Which was Rose Cadoret’s idea of hell. Dogs, yes, cats, yes, children, no thanks. She was with Woody Allen, who called having children, Aimless reproduction.
But the reason they were both still at work at 8 p.m. on this wet Monday night, was because Lorraine McKnight was suddenly, today, on a mission to get to grips with the Royal Collection inventory. She’d had a flea in her ear from Tommy, she told Rose. The King’s favourite painting in the Breakfast Room at Clarence House had gone missing, and now no one knew where the hell The Queen’s beloved Vermeer had been moved to from the Picture Gallery.
Well, no one except herself, Rose thought, who was feeling increasingly pissed off with her boss. And very concerned. She was tired, hungry and facing the prospect of a thirty-minute bike ride through the darkness and rain to her flat in Putney.
She could take the bus tonight, except she couldn’t. Nor a taxi. She had a full rucksack, and none of the Palace guards had ever raised an eyebrow as she gaily pedalled past them, every evening, smuggling out art treasures. But that wasn’t the main reason that she had to cycle tonight.
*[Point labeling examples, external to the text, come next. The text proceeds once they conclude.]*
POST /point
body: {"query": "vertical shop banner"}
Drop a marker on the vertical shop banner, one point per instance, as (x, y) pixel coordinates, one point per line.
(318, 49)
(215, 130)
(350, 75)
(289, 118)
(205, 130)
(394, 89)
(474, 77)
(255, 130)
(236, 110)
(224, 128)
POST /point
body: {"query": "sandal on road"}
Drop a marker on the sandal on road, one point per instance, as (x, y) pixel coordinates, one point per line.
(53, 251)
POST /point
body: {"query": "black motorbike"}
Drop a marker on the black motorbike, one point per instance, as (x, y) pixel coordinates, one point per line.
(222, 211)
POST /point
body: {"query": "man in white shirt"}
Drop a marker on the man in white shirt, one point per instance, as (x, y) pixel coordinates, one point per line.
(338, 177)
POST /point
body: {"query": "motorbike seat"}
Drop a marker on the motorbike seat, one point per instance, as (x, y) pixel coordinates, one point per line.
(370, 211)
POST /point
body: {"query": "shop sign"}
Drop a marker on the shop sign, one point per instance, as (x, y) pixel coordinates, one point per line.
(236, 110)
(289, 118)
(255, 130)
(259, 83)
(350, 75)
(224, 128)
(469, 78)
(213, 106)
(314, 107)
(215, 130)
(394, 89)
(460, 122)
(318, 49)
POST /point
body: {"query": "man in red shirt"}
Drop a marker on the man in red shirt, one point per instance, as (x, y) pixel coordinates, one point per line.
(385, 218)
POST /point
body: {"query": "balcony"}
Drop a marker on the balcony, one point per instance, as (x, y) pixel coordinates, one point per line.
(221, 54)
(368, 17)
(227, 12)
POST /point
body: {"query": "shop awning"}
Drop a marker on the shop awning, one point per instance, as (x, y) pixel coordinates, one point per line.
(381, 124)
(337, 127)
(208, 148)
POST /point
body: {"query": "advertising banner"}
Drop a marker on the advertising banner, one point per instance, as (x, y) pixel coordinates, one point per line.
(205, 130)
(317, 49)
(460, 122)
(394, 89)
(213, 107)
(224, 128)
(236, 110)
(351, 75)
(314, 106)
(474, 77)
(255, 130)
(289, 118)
Lorraine pointed at the computer screen. At the rows of columns of RCINs — Royal Collection Inventory Numbers — by which every item of the one million and fifty-seven thousand items in the Royal Collection was identified. ‘I don’t know what’s going on, Rose,’ she said, sounding exasperated. ‘There are around two hundred items I can’t account for at the moment. Tommy might blame me for that damned Vermeer going missing, but all of this is his fault. Those bloody builders all over the place have no respect for art of any kind. Instead of informing me of every object they have to move, so we can agree a temporary new location and log it there, I think the lazy buggers just shove stuff anywhere they think is out of harm’s way.’